For those that have been following my little saga here (any?) and who have experienced my problems I have good news ! It's solved :)
It turns out that just about eveyrthing was wrong:
- our production oracle database was setup as UTF8 while our test databases were either UTF8, WE8ISO8859P1 or ASCII ! This is VERY bad because when we imported data from the production environment to the test environment, the contents of the VARCHAR columns were wrong for extended characters
- our production env was running redhat while our test & dev are debian... it turns out all of our debians didn't have their locale correctly set so the JVM was starting with file.encoding ANSI_X3.4_1968. Setting the locale using dpkg-reconfigure locales to fr_FR ISO-8859-1 solved that problem !

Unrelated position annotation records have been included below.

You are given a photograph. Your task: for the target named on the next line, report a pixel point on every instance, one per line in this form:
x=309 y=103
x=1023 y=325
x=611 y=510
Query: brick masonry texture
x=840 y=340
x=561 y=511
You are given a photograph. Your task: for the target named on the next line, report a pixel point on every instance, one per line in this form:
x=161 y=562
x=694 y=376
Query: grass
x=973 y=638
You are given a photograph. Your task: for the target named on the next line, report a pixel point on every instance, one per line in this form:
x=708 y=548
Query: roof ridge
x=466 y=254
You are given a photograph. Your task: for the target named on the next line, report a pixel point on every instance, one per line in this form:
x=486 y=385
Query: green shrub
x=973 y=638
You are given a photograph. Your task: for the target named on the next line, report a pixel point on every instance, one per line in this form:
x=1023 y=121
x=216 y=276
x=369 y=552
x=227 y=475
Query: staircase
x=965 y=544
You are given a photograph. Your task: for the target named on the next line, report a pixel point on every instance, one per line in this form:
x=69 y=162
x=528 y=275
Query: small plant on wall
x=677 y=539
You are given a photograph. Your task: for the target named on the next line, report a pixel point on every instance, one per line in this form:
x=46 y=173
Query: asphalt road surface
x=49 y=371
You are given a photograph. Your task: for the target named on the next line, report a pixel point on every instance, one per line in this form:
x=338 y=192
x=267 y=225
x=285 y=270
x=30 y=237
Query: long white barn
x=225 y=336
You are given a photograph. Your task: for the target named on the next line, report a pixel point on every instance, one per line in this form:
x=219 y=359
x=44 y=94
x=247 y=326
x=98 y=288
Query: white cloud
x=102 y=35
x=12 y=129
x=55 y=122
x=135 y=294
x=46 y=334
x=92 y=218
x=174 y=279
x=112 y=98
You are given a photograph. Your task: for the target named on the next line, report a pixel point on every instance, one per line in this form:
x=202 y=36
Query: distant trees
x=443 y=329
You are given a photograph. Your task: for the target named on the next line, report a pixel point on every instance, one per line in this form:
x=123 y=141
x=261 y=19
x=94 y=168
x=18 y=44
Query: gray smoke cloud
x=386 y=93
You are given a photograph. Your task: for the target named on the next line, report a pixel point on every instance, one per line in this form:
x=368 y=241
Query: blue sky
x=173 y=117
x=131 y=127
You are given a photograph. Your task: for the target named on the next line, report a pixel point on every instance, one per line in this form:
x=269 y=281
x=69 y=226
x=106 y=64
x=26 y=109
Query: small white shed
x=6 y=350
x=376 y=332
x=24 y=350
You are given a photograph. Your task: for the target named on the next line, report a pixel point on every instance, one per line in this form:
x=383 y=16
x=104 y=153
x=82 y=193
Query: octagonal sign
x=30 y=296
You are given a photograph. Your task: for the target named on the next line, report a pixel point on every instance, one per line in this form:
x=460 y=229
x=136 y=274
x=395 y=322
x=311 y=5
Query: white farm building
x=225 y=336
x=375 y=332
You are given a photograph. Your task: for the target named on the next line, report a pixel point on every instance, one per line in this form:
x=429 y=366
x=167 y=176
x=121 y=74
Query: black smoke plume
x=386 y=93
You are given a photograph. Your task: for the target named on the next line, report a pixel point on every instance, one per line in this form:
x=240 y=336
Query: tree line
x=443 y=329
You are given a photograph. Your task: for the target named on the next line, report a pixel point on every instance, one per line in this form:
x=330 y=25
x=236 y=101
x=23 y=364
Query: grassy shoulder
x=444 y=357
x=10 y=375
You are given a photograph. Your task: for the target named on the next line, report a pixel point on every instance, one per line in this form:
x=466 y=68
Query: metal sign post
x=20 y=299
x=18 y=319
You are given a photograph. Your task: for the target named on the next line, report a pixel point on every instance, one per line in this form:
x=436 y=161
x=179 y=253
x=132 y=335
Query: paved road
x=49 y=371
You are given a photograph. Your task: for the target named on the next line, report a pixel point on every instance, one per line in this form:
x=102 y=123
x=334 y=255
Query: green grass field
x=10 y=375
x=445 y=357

The reason why I thought something was wrong with weblogic is that I seemed to be getting correct data through an SQL request only in Eclipse's JUnit. What really was happening is that I was looking at what the J2EE app was writing to a file... that's what you get when your tests are not "unit" enough !
It took a few days before we realized how many things were wrong but we finally got it right : the DBA is changing all dbs to UTF8 and now have 18 tests that run in JUnit. These tests save and load text files with accents and check that the encoding is ISO-8859-1
Yeah !
Posted by pgirolami76 at February 19, 2003 05:06 PM | TrackBackThe moral of the story is that your production and test environments should be exactly the same if possible. At least they should be running the same OS and software configurations should be the same.
Posted by: Anthony Eden at February 20, 2003 05:55 PMDefinetly ! I've only just come on board and it was quite a shock to see that over a year after the whole thing went into production, this could still be happening !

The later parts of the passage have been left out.